Le "refus familial" constitue un frein majeur à la participation des femmes au marché du travail, ressort-il d’une étude intersectionnelle du Haut-Commissariat au Plan (HCP) sur la participation des femmes au marché du travail marocain.
"Malgré les compétences et les qualifications des femmes, elles se heurtent à cette opposition familiale", ont relevé les participantes à cette étude comparative entre les régions de Casablanca-Settat et de l’Oriental, réalisée dans le cadre du Partenariat d’assistance technique - Mécanisme de déploiement d’experts (PAT-MDE).
Cette barrière, souvent exprimée par le conjoint, subsiste dans les deux régions même en présence d'un besoin financier explicite, mais elle est plus particulièrement accentuée dans la région de l'Oriental qu'au niveau de Casablanca-Settat, soulignant ainsi la variabilité régionale des attitudes à l'égard de l'emploi féminin.

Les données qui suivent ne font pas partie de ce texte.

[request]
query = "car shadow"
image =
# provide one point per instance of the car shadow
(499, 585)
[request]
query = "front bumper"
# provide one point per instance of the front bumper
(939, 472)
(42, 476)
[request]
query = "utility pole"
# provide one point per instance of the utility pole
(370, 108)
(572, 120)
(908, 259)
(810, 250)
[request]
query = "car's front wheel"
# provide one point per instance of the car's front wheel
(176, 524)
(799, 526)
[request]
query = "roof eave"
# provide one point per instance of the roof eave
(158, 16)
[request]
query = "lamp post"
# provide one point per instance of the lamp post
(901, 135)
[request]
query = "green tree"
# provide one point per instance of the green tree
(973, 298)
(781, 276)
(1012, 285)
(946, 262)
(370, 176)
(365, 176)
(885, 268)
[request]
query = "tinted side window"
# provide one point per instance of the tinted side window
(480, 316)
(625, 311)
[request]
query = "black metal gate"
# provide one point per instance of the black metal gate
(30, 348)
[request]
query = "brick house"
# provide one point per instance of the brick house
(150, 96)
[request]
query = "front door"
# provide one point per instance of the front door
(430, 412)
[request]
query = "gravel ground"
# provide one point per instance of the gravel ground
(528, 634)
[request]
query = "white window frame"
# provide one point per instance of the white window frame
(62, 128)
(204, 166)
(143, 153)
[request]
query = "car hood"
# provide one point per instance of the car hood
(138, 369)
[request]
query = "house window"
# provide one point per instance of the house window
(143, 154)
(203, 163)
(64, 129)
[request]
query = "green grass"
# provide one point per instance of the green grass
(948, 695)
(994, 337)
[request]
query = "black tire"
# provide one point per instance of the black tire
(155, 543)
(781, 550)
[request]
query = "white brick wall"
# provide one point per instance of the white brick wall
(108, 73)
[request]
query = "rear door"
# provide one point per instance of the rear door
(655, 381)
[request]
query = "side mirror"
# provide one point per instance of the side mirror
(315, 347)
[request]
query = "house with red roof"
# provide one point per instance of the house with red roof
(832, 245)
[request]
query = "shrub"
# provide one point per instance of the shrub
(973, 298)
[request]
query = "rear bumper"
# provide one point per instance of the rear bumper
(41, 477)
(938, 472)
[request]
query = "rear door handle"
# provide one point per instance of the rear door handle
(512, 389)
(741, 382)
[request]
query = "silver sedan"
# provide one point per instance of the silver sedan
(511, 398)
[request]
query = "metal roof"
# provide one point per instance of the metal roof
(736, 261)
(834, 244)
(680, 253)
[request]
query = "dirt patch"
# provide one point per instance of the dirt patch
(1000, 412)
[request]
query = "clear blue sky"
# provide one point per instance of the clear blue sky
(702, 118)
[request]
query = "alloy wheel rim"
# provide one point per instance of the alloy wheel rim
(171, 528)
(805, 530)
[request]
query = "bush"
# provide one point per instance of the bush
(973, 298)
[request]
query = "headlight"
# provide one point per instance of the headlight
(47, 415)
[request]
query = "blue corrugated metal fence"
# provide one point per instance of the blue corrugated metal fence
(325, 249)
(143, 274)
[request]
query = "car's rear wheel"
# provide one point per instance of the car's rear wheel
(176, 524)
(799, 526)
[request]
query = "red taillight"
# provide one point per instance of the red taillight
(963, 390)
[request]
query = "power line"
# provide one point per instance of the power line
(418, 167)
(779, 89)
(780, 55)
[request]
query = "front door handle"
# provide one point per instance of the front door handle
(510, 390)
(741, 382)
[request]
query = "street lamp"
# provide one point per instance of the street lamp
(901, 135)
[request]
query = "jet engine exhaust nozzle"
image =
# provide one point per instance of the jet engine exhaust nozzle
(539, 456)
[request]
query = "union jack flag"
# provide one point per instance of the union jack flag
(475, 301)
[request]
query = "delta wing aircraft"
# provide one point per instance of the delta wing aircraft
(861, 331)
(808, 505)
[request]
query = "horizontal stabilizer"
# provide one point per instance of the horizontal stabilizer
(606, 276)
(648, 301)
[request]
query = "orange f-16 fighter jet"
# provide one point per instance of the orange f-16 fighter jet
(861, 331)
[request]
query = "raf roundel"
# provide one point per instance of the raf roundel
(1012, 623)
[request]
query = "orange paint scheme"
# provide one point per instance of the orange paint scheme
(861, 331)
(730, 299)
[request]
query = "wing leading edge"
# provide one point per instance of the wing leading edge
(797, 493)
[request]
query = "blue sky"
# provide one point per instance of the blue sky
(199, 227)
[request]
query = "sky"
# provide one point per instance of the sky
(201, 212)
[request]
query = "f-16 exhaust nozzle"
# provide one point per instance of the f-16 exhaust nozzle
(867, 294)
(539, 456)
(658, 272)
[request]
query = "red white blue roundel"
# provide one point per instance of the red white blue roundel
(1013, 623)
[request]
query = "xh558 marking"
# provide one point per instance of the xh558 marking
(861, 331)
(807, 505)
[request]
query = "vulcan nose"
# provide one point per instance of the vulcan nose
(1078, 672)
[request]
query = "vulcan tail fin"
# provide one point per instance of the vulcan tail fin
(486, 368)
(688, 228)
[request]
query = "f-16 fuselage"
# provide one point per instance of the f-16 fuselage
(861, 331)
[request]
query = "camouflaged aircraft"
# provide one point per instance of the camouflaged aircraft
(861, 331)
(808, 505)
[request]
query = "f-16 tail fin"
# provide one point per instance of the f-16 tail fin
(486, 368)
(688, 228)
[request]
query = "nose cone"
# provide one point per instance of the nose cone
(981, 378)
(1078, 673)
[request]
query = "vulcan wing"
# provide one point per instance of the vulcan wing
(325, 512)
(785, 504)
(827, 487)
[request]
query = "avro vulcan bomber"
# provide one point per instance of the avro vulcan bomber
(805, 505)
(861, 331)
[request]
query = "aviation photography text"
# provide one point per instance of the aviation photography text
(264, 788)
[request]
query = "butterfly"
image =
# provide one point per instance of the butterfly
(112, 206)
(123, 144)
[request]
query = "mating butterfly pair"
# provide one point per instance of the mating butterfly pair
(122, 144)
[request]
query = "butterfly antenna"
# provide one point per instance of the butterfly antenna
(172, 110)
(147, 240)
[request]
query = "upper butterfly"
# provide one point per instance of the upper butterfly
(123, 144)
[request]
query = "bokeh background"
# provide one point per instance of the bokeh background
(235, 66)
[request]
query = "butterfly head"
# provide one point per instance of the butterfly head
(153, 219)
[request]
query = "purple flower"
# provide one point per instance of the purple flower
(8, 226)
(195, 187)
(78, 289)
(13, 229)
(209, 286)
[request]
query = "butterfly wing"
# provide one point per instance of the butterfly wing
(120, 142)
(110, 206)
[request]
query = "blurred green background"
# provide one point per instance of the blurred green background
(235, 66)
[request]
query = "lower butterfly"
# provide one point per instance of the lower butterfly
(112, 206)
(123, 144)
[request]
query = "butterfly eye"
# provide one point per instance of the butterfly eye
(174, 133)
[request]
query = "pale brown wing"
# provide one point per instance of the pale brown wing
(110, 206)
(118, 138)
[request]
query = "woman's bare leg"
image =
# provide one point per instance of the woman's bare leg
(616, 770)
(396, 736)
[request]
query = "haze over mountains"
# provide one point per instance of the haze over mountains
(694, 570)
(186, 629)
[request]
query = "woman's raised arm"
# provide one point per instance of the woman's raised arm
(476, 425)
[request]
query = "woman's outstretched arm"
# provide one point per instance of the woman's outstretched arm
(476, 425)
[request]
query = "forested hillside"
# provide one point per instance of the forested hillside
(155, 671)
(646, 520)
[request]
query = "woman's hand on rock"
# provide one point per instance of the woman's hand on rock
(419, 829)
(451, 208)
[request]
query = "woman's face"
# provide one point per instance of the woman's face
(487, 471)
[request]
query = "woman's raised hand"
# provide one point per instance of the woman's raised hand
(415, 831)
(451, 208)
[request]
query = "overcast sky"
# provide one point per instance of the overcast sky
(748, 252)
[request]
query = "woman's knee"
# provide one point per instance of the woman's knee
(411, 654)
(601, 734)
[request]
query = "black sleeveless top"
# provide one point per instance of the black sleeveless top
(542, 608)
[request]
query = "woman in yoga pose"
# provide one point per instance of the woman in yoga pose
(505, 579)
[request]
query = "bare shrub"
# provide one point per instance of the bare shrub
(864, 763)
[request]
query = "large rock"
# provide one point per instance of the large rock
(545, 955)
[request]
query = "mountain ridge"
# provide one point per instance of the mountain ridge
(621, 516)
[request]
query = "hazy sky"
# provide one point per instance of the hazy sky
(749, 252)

Les contraintes économiques peuvent détourner et transgresser même momentanément les normes sociales traditionnelles, relève l’étude, notant que, spécifiquement dans la région de Casablanca-Settat, les participantes à l’étude ont souligné qu’une difficulté financière du foyer peut amener à une réévaluation des attitudes vis-à-vis de leur travail. Dans de telles circonstances, le travail des femmes est souvent plus accepté car il devient un recours à une situation particulière.
La perception sociale du travail féminin varie également en fonction de la nature de l'emploi. Les postes au sein de la fonction publique jouissent d'une perception positive et d'une acceptation sociale élevée, favorisant ainsi l'intégration professionnelle des femmes qui y sont employées. En revanche, les emplois dans des domaines traditionnellement dit "féminins " tels que l'esthétique, la coiffure ou la couture, font face à des jugements sociaux plus péjoratifs.
Cette distinction est particulièrement prononcée dans la région de l'Oriental par rapport à Casablanca-Settat, où les préjugés peuvent varier mais restent présents.
Les femmes participant aux focus groupes ont exprimé également la nécessité d’arbitrer entre leurs multiples rôles, y compris productif, reproductif, et domestique. Elles ont souligné que la gestion inégale des responsabilités domestiques ajoute une couche supplémentaire de difficultés, engendrant une charge mentale conséquente.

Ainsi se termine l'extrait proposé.